Sahlin Ellika, Sirotkina Meeli, Marnerides Andreas, Iwarsson Erik, Papadogiannakis Nikos
Department of Molecular Medicine and Surgery and Center for Molecular Medicine, Karolinska Institutet, CMM L8:02, Karolinska University Hospital, S-171 76, Stockholm, Sweden.
Center for Perinatal Pathology and Department of Pathology, Karolinska University Hospital, Huddinge and Karolinska Institutet, S-141 86, Stockholm, Sweden.
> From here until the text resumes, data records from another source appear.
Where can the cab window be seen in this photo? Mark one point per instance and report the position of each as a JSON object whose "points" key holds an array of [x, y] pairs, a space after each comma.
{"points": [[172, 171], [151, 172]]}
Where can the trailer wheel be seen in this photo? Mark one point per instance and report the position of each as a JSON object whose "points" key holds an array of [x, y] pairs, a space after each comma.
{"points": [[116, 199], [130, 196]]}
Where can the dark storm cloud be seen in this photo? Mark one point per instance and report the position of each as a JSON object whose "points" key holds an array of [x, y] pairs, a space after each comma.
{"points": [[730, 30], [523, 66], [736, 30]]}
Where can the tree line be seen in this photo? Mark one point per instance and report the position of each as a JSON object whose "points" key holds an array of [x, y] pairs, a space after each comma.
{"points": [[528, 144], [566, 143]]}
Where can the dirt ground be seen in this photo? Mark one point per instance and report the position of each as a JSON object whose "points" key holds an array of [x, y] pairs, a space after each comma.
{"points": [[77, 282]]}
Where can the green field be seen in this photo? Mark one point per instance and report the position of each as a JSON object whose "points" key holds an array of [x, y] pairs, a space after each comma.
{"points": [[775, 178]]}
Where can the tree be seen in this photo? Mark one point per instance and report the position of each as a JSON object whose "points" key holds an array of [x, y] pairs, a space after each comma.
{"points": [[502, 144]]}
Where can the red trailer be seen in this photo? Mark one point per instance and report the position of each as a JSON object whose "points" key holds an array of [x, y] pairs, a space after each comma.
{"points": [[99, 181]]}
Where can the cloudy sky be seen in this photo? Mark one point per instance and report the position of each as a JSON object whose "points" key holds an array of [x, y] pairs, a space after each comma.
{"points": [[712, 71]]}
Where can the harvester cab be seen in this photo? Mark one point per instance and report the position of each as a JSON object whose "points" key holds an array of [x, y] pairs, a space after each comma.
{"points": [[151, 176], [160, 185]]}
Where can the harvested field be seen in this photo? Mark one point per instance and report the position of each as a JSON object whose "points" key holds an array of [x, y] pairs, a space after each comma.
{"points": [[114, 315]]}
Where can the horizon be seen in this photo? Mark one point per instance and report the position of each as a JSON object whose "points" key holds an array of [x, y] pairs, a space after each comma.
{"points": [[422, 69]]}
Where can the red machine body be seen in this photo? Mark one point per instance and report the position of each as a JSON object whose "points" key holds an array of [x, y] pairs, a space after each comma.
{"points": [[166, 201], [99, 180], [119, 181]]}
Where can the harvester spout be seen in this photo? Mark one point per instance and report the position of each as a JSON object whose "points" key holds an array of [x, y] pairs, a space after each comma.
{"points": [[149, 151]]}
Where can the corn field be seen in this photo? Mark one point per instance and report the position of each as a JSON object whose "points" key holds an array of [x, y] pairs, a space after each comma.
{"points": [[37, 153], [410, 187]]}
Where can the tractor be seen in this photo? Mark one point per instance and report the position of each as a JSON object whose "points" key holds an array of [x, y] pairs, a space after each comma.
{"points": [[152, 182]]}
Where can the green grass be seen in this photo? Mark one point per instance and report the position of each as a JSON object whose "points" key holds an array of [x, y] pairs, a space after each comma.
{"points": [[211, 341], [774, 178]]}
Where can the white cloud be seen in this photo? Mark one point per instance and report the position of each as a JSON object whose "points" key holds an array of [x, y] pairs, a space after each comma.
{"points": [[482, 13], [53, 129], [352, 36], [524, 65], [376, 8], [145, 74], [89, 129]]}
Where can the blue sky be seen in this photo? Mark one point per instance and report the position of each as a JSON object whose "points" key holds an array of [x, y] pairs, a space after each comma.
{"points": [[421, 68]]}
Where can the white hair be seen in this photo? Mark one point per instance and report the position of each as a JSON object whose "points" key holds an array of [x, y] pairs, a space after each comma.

PLoS One. 2015 Apr 29;10(4):e0123343. doi: 10.1371/journal.pone.0123343. eCollection 2015.
The biological importance of calcifications occasionally noted in fetal tissues (mainly liver) at autopsy or ultrasound is largely unexplored. Previous reports hint at an association to infection, circulatory compromise, malformations or chromosomal abnormalities. To identify factors associated with calcifications, we have performed a case-control study on the largest cohort of fetuses with calcifications described thus far.
One-hundred and fifty-one fetuses with calcifications and 302 matched controls were selected from the archives of the Department of Pathology, Karolinska University Hospital. Chromosome analysis by karyotyping or quantitative fluorescence-polymerase chain reaction was performed. Autopsy and placenta reports were scrutinized for presence of malformations and signs of infection.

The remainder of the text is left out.